《孫子算經卷下》 "Sun Tzŭ's Computational Classic: Volume III"
§17. Solving a linear equation (2)

This section gives a worked example of solving a linear equation.

Translation

Chinese source text: Version A, Version B, Version C, Version D.
Unless noted otherwise, I follow the text from Version D, 《知不足齋叢書》本.

Source text Target text Notes
今有婦人河上蕩桮、津吏問曰、桮何以多。婦人曰、家有客。 Suppose there be [a] woman washing cups upon [the] river, [and the] officer of [the] ford asketh, saying, Why [so] many cups? [And the] woman saith, [Mine] house hath guests.
津吏曰、客幾何。婦人曰、二人共飯、三人共羹、四人共肉、凡用桮六十五。不知客幾何。 [And the] officer of [the] ford saith, How many [be the] guests? [And the] woman saith, Two people together [for] rice, three people together [for] soup, [and] four people together [for] flesh, [in] total use cups sixty-five.
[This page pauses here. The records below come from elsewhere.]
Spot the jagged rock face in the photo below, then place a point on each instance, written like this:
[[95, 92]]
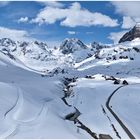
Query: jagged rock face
[[35, 50], [132, 34], [71, 45], [98, 46]]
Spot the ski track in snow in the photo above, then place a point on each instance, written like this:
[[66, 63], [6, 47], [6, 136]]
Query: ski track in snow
[[131, 136], [12, 113]]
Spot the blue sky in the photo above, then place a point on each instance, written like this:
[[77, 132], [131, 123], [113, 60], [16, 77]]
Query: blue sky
[[54, 21]]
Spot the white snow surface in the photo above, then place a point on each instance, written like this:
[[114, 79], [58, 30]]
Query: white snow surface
[[30, 97]]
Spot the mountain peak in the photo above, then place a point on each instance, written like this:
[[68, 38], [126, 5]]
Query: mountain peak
[[70, 45]]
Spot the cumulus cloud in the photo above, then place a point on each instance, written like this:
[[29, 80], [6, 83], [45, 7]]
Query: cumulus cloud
[[51, 3], [115, 36], [127, 8], [73, 16], [128, 22], [130, 11], [23, 20], [14, 34], [71, 32], [4, 3]]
Know [we] not how many [be the] guests?
  • Version C erroneously has 用聣 for 用桮.
  • 不知客幾何: know [we] not how many [be the] guests

    The quotation marks in Version C mark this as spoken by the woman. Personally I disagree, and think that 不知客幾何 is spoken by the narrator. The original Chinese is ambiguous as it carries no punctuation; I have preserved the ambiguity by not editing in any quotation marks.

答曰、六十人。 Answer saith: sixty people.
術曰、置六十五桮、以一十二乘之、得七百八十。以十三除之、即得。 Method saith: put [down the] sixty-five cups; multiplying it by twelve, resulteth in seven hundred [and] eighty. Dividing it by thirteen, [we] are done.
  • Version B has 十二 for 一十二.
  • In modern notation, supposing that the guests be n people, we have
    65 = \frac{n}{2} + \frac{n}{3} + \frac{n}{4} = \frac{13n}{12},
    and hence
    n = \frac{65 \times 12}{13} = 60.